In a bid to provide enough hotel rooms for the 2007 Commonwealth summit, Uganda has started the work to build a 90-million U.S. dollar five-star hotel in downtown Kampala.
The Hibiscus Hotel under construction will displace former Uganda Television (now Uganda Broadcasting Corporation) in Nakasero, neighboring the State House in Kampala in an investment of Mohammed Aya, a Sudanese tycoon.
All the construction work will be supervised by John Seifert of London-based John Seifert Architects with 14 experts on the site 24 hours, according to the report of state-owned New Vision daily on Tuesday.
"We are reviewing the premises and finalizing with the design and its implementation. In order for it to encompass executive suites, lounges, restaurants, tennis and squash courts and top quality health spas and indoor swimming pools, a lot of work should be put in the planning from the grassroots," Seifert said.

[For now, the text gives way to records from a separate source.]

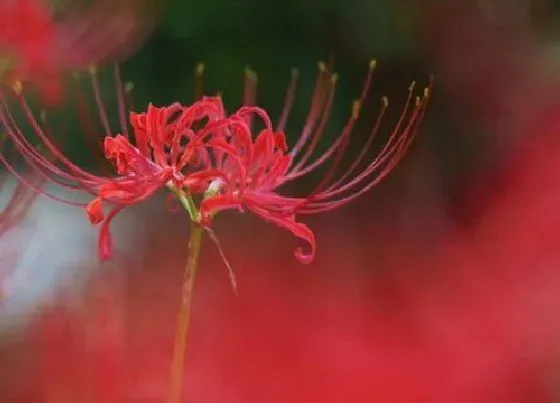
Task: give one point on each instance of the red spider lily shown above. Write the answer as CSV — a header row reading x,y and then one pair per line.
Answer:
x,y
33,46
158,159
255,167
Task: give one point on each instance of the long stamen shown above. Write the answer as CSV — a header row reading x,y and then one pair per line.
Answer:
x,y
99,100
121,101
249,93
389,158
320,129
288,102
317,101
199,81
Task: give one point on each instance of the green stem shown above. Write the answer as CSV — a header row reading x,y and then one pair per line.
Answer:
x,y
183,319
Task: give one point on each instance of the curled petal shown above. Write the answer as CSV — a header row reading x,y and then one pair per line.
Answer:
x,y
94,211
300,230
171,203
105,242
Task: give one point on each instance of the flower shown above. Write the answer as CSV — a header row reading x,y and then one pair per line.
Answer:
x,y
211,161
34,46
253,167
159,158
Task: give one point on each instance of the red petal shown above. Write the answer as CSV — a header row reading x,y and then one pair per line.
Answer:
x,y
94,211
300,230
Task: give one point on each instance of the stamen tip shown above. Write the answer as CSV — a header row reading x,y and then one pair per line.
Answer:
x,y
128,87
384,101
199,69
18,87
250,74
356,106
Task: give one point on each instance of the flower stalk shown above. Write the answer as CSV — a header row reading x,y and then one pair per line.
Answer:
x,y
183,319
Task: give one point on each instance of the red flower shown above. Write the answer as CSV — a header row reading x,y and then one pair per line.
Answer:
x,y
255,167
33,46
159,158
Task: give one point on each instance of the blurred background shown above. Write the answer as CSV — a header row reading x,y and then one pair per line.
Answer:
x,y
440,285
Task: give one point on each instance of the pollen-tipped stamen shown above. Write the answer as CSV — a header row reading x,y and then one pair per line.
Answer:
x,y
288,101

"We have so far sealed off the area and demolishing of existing buildings will start as soon as the Information Ministry and UBC team vacate the premises. That would be in a week," Aya said.
The five-star hotel, which will be completed by mid-2007, is a part of the efforts to provide qualified hotel rooms to host the 54 heads of states who would attend the Commonwealth Heads of Government Meeting (CHOGM) slated for November 2007.
Currently there are about 800 hotel rooms of international standard in Kampala and Entebbe. But Uganda needs at least 3,000 hotel rooms of international standard and 60 presidential suites to host the summit.
Ugandan President Yoweri Museveni will reportedly have to vacate the State House in Kampala for the Queen during the summit.